STEVE GUERDAT, MÉDAILLÉ D'OR
Signe du destin, son premier poney s’appelait Olympe. L’enfant de Bassecourt est désormais champion olympique. Une médaille d’or qui couronne une formidable saga familiale, commencée il y a plus de cinquante ans. Retour en images sur une merveilleuse épopée.
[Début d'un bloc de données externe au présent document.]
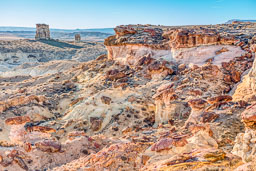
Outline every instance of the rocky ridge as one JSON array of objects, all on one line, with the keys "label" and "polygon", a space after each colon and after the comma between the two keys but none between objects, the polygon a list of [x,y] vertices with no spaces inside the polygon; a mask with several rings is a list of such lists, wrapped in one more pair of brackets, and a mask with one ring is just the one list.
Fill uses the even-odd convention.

Par Laurent Favre - Mis en ligne le 14.08.2012

UNE FAMILLE DERRIÈRE SON CRACK

C’est une vieille dame exquise aux cheveux blancs et au sourire malicieux. Depuis sa chambre de l’hôpital de Delémont, Cécile, 90 ans, a assisté au sacre de son petit-fils devant la télévision. Quelques jours plus tôt, la grand-mère maternelle du champion olympique venait de suivre l’épreuve d’équitation par équipes quand tout a commencé à tourner dans sa tête. «Elle a dû avoir trop d’émotion», chuchote-t-on dans la famille. Dimanche, le héros est venu l’embrasser, lui glissant sa médaille d’or autour du cou. Ivre de bonheur, Cécile n’a pu retenir quelques larmes. «Durant l’épreuve individuelle, elle plantait ses ongles dans mon bras, les enfonçant à chaque obstacle», raconte l’une de ses filles.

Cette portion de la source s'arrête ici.